Resources for the "Evaluating the Factual Consistency of Abstractive Text Summarization" paper

Overview

Evaluating the Factual Consistency of Abstractive Text Summarization

Authors: Wojciech Kryściński, Bryan McCann, Caiming Xiong, and Richard Socher

Introduction

Currently used metrics for assessing summarization algorithms do not account for whether summaries are factually consistent with source documents. We propose a weakly-supervised, model-based approach for verifying factual consistency and identifying conflicts between source documents and a generated summary. Training data is generated by applying a series of rule-based transformations to the sentences of source documents. The factual consistency model is then trained jointly for three tasks:

  1. identify whether sentences remain factually consistent after transformation,
  2. extract a span in the source documents to support the consistency prediction,
  3. extract a span in the summary sentence that is inconsistent if one exists. Transferring this model to summaries generated by several state-of-the art models reveals that this highly scalable approach substantially outperforms previous models, including those trained with strong supervision using standard datasets for natural language inference and fact checking. Additionally, human evaluation shows that the auxiliary span extraction tasks provide useful assistance in the process of verifying factual consistency.

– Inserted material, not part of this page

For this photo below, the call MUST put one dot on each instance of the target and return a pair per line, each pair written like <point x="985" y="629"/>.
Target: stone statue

Paper link: https://arxiv.org/abs/1910.12840

Table of Contents

  1. Updates
  2. Citation
  3. License
  4. Usage
  5. Get Involved

Updates

1/27/2020

Updated manually annotated data files - fixed filepaths in misaligned examples.

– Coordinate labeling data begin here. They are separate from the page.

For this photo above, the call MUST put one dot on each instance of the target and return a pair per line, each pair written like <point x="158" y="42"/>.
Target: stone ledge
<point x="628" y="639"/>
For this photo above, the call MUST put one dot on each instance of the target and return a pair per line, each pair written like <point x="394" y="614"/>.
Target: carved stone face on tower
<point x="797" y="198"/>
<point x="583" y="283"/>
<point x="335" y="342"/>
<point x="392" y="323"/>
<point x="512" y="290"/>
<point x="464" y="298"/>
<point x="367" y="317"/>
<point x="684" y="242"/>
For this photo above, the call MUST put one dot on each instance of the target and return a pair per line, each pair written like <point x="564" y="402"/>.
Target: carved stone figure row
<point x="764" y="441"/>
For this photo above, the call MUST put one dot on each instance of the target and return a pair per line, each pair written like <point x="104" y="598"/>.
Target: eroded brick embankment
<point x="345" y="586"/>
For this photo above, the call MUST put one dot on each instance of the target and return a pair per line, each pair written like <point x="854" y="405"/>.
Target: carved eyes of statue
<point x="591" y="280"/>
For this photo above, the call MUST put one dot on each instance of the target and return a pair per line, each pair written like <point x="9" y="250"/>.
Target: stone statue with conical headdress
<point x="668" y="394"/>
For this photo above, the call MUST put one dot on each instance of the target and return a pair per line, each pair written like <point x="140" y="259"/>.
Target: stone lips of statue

Updated model checkpoint files - recomputed evaluation metrics for fixed examples.

Citation

@article{kryscinskiFactCC2019,
  author    = {Wojciech Kry{\'s}ci{\'n}ski and Bryan McCann and Caiming Xiong and Richard Socher},
  title     = {Evaluating the Factual Consistency of Abstractive Text Summarization},
  journal   = {arXiv preprint arXiv:1910.12840},
  year      = {2019},
}

License

The code is released under the BSD-3 License (see LICENSE.txt for details), but we also ask that users respect the following:

This software should not be used to promote or profit from violence, hate, and division, environmental destruction, abuse of human rights, or the destruction of people's physical and mental health.

Usage

Code repository uses Python 3. Prior to running any scripts please make sure to install required Python packages listed in the requirements.txt file.

Example call: pip3 install -r requirements.txt

Training and Evaluation Datasets

Generated training data can be found here.

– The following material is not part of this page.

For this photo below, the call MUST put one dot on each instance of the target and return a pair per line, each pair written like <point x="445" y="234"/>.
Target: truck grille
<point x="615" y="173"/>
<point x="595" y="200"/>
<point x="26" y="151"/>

Manually annotated validation and test data can be found here.

Both generated and manually annotated datasets require pairing with the original CNN/DailyMail articles.

To recreate the datasets follow the instructions:

  1. Download CNN Stories and Daily Mail Stories from https://cs.nyu.edu/~kcho/DMQA/
  2. Create a cnndm directory and unpack downloaded files into the directory
  3. Download and unpack FactCC data (do not rename directory)
  4. Run the pair_data.py script to pair the data with original articles

Example call:

python3 data_pairing/pair_data.py <dir-with-factcc-data> <dir-with-stories>

Generating Data

Synthetic training data can be generated using code available in the data_generation directory.

The data generation script expects the source documents input as one jsonl file, where each source document is embedded in a separate json object. The json object is required to contain an id key which stores an example id (uniqness is not required), and a text field that stores the text of the source document.

Certain transformations rely on NER tagging, thus for best results use source documents with original (proper) casing.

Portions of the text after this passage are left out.